Here’s a brief rundown on what you need to keep as proof of income and expenses:
Income. Keep copies of your bank statements, copies of checks you’ve deposited, copies of any 1099s you received, and, if you have nontaxable income, copies of documents showing the source of that income (for example, from an inheritance). Remember, the IRS is less interested in the business income you reported than in the income it thinks you failed to report. This means your job is not really to prove the amount of income your business earned, but to prove that any income you didn’t report came from a nontaxable source.
Business expenses. Keep records showing what you bought, who you bought it from, how much you paid, and the date of the purchase. In most cases, you can prove this with your receipt and a cancelled check or credit card statement (which proves that the receipt is really yours).

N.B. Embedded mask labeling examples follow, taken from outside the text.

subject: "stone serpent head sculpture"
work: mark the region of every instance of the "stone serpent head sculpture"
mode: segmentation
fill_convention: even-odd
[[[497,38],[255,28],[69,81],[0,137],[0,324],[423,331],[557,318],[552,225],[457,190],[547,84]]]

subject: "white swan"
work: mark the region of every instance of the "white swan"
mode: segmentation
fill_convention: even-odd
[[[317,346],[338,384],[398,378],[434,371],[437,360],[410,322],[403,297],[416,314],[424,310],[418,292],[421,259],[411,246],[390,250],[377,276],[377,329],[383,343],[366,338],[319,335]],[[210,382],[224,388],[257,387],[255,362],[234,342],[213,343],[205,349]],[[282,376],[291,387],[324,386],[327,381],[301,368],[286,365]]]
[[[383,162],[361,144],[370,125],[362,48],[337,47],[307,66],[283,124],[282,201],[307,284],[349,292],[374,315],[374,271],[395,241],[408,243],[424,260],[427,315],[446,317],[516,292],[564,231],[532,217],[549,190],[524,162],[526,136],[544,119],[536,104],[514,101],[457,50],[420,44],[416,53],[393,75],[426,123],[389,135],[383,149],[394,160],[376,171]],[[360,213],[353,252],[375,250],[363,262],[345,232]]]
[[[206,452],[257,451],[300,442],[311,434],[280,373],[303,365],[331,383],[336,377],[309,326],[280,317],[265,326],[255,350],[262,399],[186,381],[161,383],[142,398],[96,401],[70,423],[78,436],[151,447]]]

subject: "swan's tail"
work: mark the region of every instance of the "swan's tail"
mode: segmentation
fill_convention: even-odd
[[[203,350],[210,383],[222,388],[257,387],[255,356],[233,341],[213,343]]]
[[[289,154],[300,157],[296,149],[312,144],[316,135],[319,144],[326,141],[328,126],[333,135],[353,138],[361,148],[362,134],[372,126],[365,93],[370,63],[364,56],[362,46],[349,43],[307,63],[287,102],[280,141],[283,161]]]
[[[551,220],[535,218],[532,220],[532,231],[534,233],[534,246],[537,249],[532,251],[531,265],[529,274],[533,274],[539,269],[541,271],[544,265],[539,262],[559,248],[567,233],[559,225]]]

Vehicle expenses. Keep records of the dates of all business trips, your destination, the business purpose of your trip (for example, to meet with a client or scout a retail location), and your mileage.
Meals and entertainment. Keep records of what you paid for, who you bought it from, how much you paid, the date of purchase, who you were with, and the business purpose of your meeting. The first four facts are often included on a receipt; write the remaining two in a datebook or calendar.
Use of property. Keep records of how much time you spent using it for business and using it for other purposes. This rule applies to “listed property,” items that the IRS believes people often use for personal purposes, including computers and cameras. (There really is a list of listed property, and you can find it in IRS Publication 946, How to Depreciate Property.) You might also want to keep track of the time you spend in your home office, to prove that you used it regularly. You can keep these records in a log or journal.
In most situations, the IRS has up to three years to audit you after you file a tax return (or after the date when the return was due, if you filed early). However, if the IRS claims that you have unreported income exceeding 25% of the income you did report, it has six years to audit you. And if you didn’t file a return or the IRS claims that your return was fraudulent, there is no audit deadline; you’re always fair game.
Based on these rules, some experts advise that you simply give up and keep all of your tax records forever. There's no harm in keeping all of your actual tax returns forever; they don’t take up much space and can help you track the financial life of your business over time. You can generally get rid of supporting documents six years after you file your tax returns. They are only required if there is evidence you filed a fraudulent return.